In a statement on assuming office, he said the primary objective of the external affairs ministry and the Indian Foreign Service (IFS) is to “advance our national interests across the world and serve the people of India, wherever they may be”.

He added: “We are service providers to our citizens and our people, whether at home or abroad. Enhancing the security and prosperity of India through external ties and the well-being of all Indians, wherever they may be, is our mission statement.”

Shringla, 57, joined the IFS in 1984 and served as the ambassador to the US before being appointed the foreign secretary. He succeeds Vijay Gokhale, who retired on Tuesday.

He said that as the foreign secretary, he would work “with India’s many partners in the international system – in enhancing developmental and economic linkages, as well as connectivities, with our neighbours; building synergies with major powers; seeking a shared, undifferentiated and unambiguous approach to terrorism and the threat it poses to free societies; and sustaining the gains of a rules-based multilateral order”.

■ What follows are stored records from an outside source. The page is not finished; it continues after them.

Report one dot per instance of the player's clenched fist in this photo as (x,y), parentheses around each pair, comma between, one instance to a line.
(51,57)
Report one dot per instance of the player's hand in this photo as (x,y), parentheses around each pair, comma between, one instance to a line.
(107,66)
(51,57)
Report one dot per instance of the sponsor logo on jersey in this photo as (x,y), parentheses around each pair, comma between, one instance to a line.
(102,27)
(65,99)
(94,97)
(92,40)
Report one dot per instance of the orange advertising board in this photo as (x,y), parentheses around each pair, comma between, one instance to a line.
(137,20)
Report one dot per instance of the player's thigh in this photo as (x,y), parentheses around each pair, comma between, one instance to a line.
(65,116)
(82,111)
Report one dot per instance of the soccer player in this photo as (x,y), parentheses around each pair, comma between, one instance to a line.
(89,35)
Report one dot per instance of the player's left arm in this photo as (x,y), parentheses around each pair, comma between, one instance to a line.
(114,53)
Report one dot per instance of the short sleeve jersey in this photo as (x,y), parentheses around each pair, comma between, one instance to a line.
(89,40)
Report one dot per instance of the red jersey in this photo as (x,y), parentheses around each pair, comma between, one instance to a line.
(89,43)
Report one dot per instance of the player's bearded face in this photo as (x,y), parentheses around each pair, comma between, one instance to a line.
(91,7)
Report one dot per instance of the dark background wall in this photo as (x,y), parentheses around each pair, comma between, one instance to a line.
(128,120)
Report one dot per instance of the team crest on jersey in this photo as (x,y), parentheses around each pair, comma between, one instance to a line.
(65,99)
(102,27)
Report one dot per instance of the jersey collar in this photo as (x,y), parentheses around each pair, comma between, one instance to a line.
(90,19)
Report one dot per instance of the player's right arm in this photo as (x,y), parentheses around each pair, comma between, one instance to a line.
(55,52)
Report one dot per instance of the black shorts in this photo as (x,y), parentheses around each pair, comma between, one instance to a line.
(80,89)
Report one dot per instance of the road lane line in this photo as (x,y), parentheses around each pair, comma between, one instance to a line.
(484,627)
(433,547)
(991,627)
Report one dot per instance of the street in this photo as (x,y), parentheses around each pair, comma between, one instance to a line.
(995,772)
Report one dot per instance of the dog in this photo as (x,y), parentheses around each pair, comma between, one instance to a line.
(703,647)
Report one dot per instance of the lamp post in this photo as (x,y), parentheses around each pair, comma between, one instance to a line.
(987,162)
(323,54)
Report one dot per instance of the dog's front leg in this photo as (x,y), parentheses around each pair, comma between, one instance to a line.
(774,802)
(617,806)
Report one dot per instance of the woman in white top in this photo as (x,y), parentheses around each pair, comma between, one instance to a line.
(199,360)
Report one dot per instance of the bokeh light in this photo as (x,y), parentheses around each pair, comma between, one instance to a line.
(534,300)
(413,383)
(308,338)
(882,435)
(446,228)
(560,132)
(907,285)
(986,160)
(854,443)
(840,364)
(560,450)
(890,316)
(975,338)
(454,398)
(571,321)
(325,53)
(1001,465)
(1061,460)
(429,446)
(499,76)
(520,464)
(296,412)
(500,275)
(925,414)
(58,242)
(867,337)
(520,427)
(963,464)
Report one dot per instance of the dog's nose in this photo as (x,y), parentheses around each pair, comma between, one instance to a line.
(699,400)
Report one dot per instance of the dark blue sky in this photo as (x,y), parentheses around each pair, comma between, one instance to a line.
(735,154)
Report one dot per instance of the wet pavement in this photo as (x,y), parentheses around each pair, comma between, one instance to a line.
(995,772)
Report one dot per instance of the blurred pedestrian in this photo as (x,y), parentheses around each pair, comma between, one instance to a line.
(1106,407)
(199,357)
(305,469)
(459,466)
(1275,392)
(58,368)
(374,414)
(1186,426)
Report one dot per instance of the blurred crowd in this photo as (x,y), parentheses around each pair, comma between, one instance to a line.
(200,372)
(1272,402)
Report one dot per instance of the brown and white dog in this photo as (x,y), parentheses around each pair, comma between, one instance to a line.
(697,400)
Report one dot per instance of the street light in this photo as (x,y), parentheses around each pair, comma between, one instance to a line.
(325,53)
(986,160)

He added: “Sharing the Indian developmental experience with countries of the global south, especially with our friends in Africa and Latin America, will continue to be a priority. I look forward to the opening of new missions and the inauguration of new initiatives.”

Noted that he had entered the IFS during the Cold War, Shringla said he had become the foreign secretary at a time when “global warming has become a pressing concern”. He said, “Several other recent opportunities and challenges related to the cyber domain and emerging technologies will also receive our attention.”

He added that he would to “provide the basis for a dynamic and responsive diplomacy, one that is alive to the requirements of a new India” under the guidance of the prime minister and the external affairs minister.